Se nos fue el Papa. Nos habíamos acostumbrado a tenerlo ahí, apareciendo de vez en cuando en las noticias, escuchando alguna intervención descontextualizada que nos enojaba un poco, que no entendíamos. Citas sesgadas o frases sueltas que hacían de Francisco un motivo más del lamento argentino de todos los días. Lo “leíamos” más a través de lo que otros decían de él, y nos quedamos con una reducción al mínimo de su pensamiento y su magisterio. Ahora que lo perdimos, que no lo vamos a tener más, no sólo nos empezamos a dar cuenta de lo que teníamos y no sabíamos valorar –como tantas veces que perdemos a alguien a quien nos habíamos acostumbrado–, sino que además tenemos la posibilidad de descubrirlo de verdad, de leerlo en serio, de que sus palabras y, sobre todo, sus gestos nos iluminen la vida.
Hay mucho que nos va a quedar de sus documentos. Ahí tenemos sus 4 famosos principios para pensar la vida eclesial, política, social, e incluso familiar. Tenemos su tenaz oposición a la violencia en todas formas, en particular, su odio a la guerra. La valoración de la vida de los más frágiles, de los niños (especialmente durante su gestación), de los ancianos, de los pobres, de los migrantes, de los discapacitados. Tenemos su invitación a ser una Iglesia sanadora, hospital de campaña, que abre sus puertas a todos y abraza a los últimos, sin importar su historia, sus ideas, sus pecados. Nos ayudó a abrir los ojos frente al peligro de un tipo de capitalismo que pone al dinero por sobre las personas, que pisa, aplasta y oprime, que nos vuelve zombies consumistas incapaces de salir de nosotros mismos o levantar los ojos para ver al prójimo y a Dios. Nos empujó a la fraternidad, al diálogo, a la construcción comunitaria del bien común. Nos dijo que ya no podemos mirar para otro lado mientras el planeta es destruído día a día por una mentalidad tecnocrática que privilegia un tipo de progreso sin corazón, sin ética, sin humanidad. Nos ayudó a entender que la conciencia de cada persona es la tierra sagrada que debe ser respetada a ultranza, pero que al mismo tiempo no es una conciencia aislada y caprichosa, sino que camina como Pueblo junto a otros, unidos todos por una meta común, por un proyecto, por un ethos pregnado de valores encarnados en una historia concreta y común. Llevó nuestro pensamiento nacional al mundo, sin ser nacionalista. No buscó globalizar ideas, sino ternura y misericordia. Fue, como dijo alguno por ahí en estos días, el argentino más importante de la historia.
¡Serían tantas cosas las que podría seguir enumerando! Pero harían ilegibles estas líneas y obsoleta la lectura del mismo Francisco; me volvería como otros tantos que lo comentaron y que suplantaron su lectura. No. Me gustaría que quien lea esto sienta las ganas de ir corriendo a Evangelii gaudium, Fratelli tutti o Laudato si’. Me gustaría que a partir de ahora Francisco se vuelva más viral que nunca, más fecundo, más vivo que antes. Tal vez ahora sí, y de verdad, Francisco visite la Argentina.

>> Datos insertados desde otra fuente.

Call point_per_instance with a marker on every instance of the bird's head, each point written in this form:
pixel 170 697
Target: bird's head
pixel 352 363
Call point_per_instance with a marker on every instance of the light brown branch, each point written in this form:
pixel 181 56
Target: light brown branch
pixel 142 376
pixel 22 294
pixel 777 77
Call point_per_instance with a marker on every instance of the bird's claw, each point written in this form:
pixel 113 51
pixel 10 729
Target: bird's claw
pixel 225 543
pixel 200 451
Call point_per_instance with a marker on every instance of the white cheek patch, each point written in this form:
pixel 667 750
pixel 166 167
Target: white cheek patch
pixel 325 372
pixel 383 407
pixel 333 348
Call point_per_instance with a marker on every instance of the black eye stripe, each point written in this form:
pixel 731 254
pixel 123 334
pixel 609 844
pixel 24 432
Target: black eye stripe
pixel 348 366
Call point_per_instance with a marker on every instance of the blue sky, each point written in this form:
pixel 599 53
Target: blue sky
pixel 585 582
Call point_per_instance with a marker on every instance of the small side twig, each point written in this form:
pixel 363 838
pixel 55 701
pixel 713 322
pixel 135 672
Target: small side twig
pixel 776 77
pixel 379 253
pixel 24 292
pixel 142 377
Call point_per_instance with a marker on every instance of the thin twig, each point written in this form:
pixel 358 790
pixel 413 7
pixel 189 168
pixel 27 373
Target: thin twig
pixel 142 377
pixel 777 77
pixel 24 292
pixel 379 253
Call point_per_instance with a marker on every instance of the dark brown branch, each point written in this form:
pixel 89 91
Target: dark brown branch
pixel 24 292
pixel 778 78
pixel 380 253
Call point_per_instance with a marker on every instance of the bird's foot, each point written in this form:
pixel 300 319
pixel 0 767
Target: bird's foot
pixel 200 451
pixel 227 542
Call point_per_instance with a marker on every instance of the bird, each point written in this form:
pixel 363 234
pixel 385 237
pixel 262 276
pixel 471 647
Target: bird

Pero sobre todo, no creo que valga la pena seguir enumerando temas porque todos son secundarios –sí, secundarios– frente a una verdad más honda y primera. Todos tienen un tema fundamental de fondo, una raíz común, una fuente de la cual brotan y se alimentan y cobran vida y luz: la encarnación, muerte y resurrección de Jesús. No hay nada más importante que esto para Francisco: que Dios se hizo hombre, nació por nosotros, tiene un rostro, un nombre, un pueblo, una cultura; sabe qué significa una familia pobre, un trabajo honroso, llevar a la mesa el pan de cada día; entiende el dolor del migrante, del perseguido, del que vive en la periferia; un Dios que no mira la muerte como si fuera una ficción cinematográfica o un problema de otros, sino que la padeció en carne propia –porque se hizo carne– por nosotros hasta llegar al sepulcro. Ese Dios, el Dios de Francisco, es Jesucristo, y es la fuerza que sostiene y anima todo su pensamiento. Bergoglio puede ser contado entre los estadistas más relevantes, o los pensadores de nuestro tiempo; puede ser identificado con un gran político, o un líder mundial. Pero por sobre todo es un cristiano, y desde su fe hacía y decía todo en su vida.
Como Jesucristo, grano de trigo muerto y florecido, ahora también a Francisco le toca hacer su pascua, pasar de este mundo al Padre de la misericordia. Ahora también le toca a Francisco ser ese grano de trigo que cae y muere, para empezar a florecer. ¿Se nos fue el Papa?... ¿o se nos quedó para siempre?